There’s a kind of magic in New York City. You walk out of your door on an ordinary day, you go about your business and perhaps, on your commute, at a meeting, at a dinner or party that you tried your hardest to get out of, you make a connection. The degrees of separation are thin. Down corridors and around corners, doors open magically, often ones you didn’t realize you needed to enter. I like to think of these as serendipitous—they always lead to something, even if it’s not what you were expecting.
Sonic Youth’s “Hyperstation”—“Falling outta sleep I hit the floor / I pull on some rock tee and I’m out with the door / From Bowery to Broome to Greene / I’m a walking lizard / Last night’s dream was a talking baby wizard / All coming from female imagination / Daydreaming days in a daydream nation…It’s an anthem in a vacuum on a hyperstation / Daydreaming days in a daydream nation”—sounds like a New York City summer. I imagine that the summer of 1988 must have felt endless, especially if you were just a couple of months away from opening the door to Daydream Nation—one of the most revered albums of all time, one that would join the Library of Congress Archive of Culturally Significant American Recordings, and one that would wind up on Rolling Stone’s 500 Greatest Albums of All Time.

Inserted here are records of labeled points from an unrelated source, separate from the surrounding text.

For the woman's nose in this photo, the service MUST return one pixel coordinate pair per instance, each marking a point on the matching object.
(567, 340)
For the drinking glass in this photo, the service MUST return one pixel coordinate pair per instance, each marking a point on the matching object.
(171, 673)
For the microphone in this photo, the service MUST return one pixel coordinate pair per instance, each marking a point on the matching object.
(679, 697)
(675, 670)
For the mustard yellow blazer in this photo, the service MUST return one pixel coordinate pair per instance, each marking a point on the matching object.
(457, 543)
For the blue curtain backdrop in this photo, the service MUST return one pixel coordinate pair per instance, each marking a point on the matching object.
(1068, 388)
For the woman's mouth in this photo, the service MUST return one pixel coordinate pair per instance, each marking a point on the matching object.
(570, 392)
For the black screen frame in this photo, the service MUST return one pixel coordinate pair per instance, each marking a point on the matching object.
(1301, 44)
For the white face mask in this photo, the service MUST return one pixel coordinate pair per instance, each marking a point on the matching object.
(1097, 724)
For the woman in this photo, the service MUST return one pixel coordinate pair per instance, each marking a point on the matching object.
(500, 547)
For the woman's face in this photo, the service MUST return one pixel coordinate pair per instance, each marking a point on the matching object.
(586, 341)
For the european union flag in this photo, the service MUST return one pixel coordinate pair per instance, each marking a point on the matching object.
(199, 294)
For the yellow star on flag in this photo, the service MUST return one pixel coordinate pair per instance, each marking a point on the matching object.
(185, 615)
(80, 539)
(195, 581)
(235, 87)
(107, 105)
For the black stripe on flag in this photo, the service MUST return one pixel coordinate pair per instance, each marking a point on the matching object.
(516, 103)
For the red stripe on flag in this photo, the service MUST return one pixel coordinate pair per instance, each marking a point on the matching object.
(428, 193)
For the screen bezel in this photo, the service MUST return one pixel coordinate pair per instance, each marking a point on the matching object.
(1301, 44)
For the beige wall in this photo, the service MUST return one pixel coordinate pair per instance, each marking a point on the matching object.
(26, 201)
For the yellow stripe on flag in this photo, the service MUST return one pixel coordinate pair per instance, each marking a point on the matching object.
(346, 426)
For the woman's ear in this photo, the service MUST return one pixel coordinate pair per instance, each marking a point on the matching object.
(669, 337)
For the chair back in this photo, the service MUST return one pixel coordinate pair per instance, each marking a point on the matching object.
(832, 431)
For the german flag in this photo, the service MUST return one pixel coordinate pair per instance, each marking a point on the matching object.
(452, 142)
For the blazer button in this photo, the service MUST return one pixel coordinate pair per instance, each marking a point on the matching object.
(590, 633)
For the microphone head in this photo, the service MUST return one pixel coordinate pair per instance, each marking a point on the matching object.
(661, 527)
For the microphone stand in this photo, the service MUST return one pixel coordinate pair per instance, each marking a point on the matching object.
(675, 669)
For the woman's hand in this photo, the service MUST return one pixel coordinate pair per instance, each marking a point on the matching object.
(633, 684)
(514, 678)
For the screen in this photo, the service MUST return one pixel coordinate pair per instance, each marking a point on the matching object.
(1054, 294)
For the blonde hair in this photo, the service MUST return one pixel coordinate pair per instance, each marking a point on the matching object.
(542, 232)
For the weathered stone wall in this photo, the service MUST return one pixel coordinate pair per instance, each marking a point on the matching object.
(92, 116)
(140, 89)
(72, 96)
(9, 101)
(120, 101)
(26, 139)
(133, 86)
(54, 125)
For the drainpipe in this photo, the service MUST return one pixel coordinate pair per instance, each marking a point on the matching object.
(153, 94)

Daydream Nation was born on October 18, 1988. In the months leading up to the release, the band recorded at NYC’s Greene St. Recording—known primarily at the time for pumping out hip-hop records. The engineer, Nick Sansano, worked with groups like Public Enemy on It Takes a Nation of Millions to Hold Us Back, released in June of 1988, and Rob Base and DJ E-Z Rock on “It Takes Two.” On the surface, band and engineer didn’t have much in common musically. Perhaps the common denominator was an understanding of the power of noise.
Rob Base, and DJ E-Z Rock—may he rest in peace—came from Harlem, as did I. “It Takes Two” (from the album of the same name, which dropped in August 1988) was fiery. The song takes me back to creating dance routines with my best friend after school in her parents’ living room. This is a song you heard blasting from Suzuki Jeeps on 125th Street on a hot Saturday afternoon, when the thing to do was to walk up and down the avenues to see who was who and what was what. The other song from that album that really moved me was “Joy and Pain.” I don’t know if I was aware of it then, but it encapsulated the complexity of life in four lines: “Joy and pain / Like sunshine and rain.” I was too young to understand the true sentiment, just old enough to recognize the basic tenets—you don’t always get what you want, life isn’t fair, but sometimes it’s beautiful. That undercurrent took it from party song to classic.
Daydream Nation shares this timelessness. It might have been made in the summer of 1988, but it never feels dated or old. Widely considered Sonic Youth’s magnum opus, it was their last record on an indie label before they got their first major label deal—it got them their deal. Digging into their catalogue, the unexpected is the norm. Take their side project with Mike Watt, as Ciccone Youth. “Get in the Groovey,” which riffs on Madonna’s “Into the Groove” is so tongue-in-cheek. It underscored how they made the jump to the sound of “Teenage Riot,” their first “mainstream” hit, which really wasn’t that mainstream after all. It was another way of looking at themselves, at their sound. It set them apart because it seemed so different from what they were already creating, but maybe it was who they were all along. Describing the image of the single candle used as Daydream Nation’s cover art to Rolling Stone, Kim Gordon said, “We wanted to use something that was outwardly conservative looking, just because people wouldn’t expect that. The most radical things outwardly look very conservative.”
How do you make a classic? How do you design an album that captures a mood, a time, a moment, so strongly that it becomes home? How do you create an endless summer or the coldest winter ever? I think Sonic Youth wound up breaking new ground because they weren’t trying to—they were simply open to change. Their attempt to capture the magic of their improv sessions led to the impressive length of the album. The chords layer so instinctively that it’s hard to distinguish where one track ends and the next begins. It’s uncertain, like one of those magic days in NYC where you never know who you’ll run into, or what you’ll get into—all that’s certain is heady, delicious anticipation. There’s a sense of urgency to hold on to the moment, knowing letting go is inevitable, like in “Cross the Breeze,” when Gordon sings: “Let’s go walking on the water / Come all the way please / I wanna know / Should I stay or go? / No need to be scared / Let’s jump into the day / I wanna know / I think I oughta go / Close your eyes and make believe / You can do whatever you please / I wanna know / I think I better go.”
Even after a double album’s worth of songs, the end comes quickly. It feels just like a city summer—hot up in Harlem, crazy down in the village—every summer that is important, monumental, where something is at stake, even if that is just finding a way to make it unforgettable.